The Chinese fine wine market doesn’t just prefer claret (the traditional name for Bordeaux), it devours top clarets like an oligarch’s wife tears through a Louboutin store. And China determines the wine market now. The price of back vintages of Chateau Lafite (the favoured of all the five first growths, which also encompass Latour, Margaux, Mouton- Rothschild and Haut Brion) has gone up by up to 500% in the past four years because of demand from China. Mouton-Rothschild’s yet to be bottled 2008 release doubled in price overnight when the chateau revealed the label would be designed by Xu Lei, the 47-year-old director of the Today Art Museum, Beijing's leading contemporary art museum. Lafite is planting a vineyard in China; the owners of other Chateaux like Lynch Bages and Beychevelle have enough demand to sell their entire annual production to China (although they don’t).

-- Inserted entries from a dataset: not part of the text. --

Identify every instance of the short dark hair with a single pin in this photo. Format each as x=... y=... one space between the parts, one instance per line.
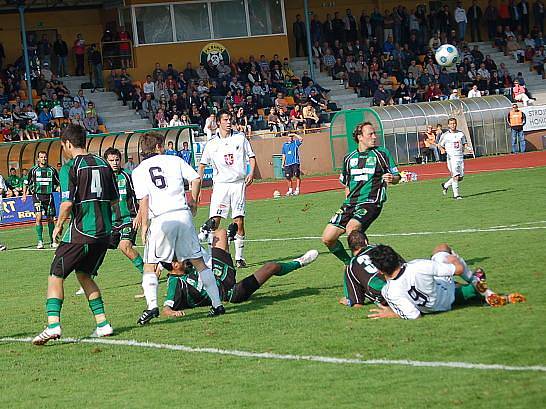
x=385 y=259
x=75 y=134
x=149 y=140
x=357 y=240
x=112 y=151
x=358 y=129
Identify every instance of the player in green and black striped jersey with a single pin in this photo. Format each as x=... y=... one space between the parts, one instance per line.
x=124 y=236
x=185 y=290
x=366 y=173
x=89 y=190
x=41 y=181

Mention Screaming Eagle at a connoisseurs’ dinner in Beijing and you’ll likely get a funny look; bring a bottle of Lafite, and you’ll have friends for life.

The Chinese market views top wines like it views top makers of handbags, watches, jewellery, or dresses: as luxury brands in their own right. Robert Parker’s ratings are irrelevant, as witnessed by recent studies by Liv-Ex, the London wine analyst, showing that as the Chinese market has started to set prices in the world, Parker’s influence has waned.

There are various theories about whether this will continue, or whether the Chinese wealthy will become as discerning as to the minutiae of taste in each bottle as their counterparts in Singapore (long one of the world’s fine wine centres) or London, with the importance of brand fading.

Nobody can predict the future, so instead I recently convened a reprise of the Judgment of Paris tasting (but with a twist) in the considerable settings of an oligarch friend’s mansion on Lake Como (he dislikes being called an oligarch, so I won’t say it again). The wines in his cellar, which I can immodestly reveal to have chosen for him, are worth considerably more than the average house in Britain. For the tasting, we convened a British businesswoman, a Swiss banker, an Italian dandy, a Singaporean Chinese polymath, an industrialist from the former Soviet Union, as well as a few others, to ensure an even spread of tastes.

There were no representatives at all from the countries battling it out. These were as follows. France was represented by Chateau Latour 1996 and Chateau Haut Brion 2003, both first growths. The US sent in as its elite team Colgin IX, a Robert Parker 100 Pointer and a ‘cult Cabernet’ and Point Blanc 2007, a Californian take on France’s famous Chateau Cheval Blanc, from Sir Peter Michael, the British entrepreneur. Spain was represented by the best of the old, Vega Sicilia’s Unico 1998, and the best of the new, the 100 Point, even more expensive, Pingus 2005 from Peter Sisseck.

You’re asking who won, and the answer is, who wins between Miro, Matisse and Chagall? What was notable was the sheer standard of these wines. As the president of one of the Bordeaux first growths told me recently, modern techniques and climate change have combined to make wines better – more complex, more focussed, more sophisticated – than they were 35 years ago. They were all magnificent, and differences were differences of personal taste. But if you wanted to show guests who otherwise were too important or too busy to notice what they were drinking, that you were giving them the very best, then the two Bordeaux first growths would win, as they have since Jeferson's time.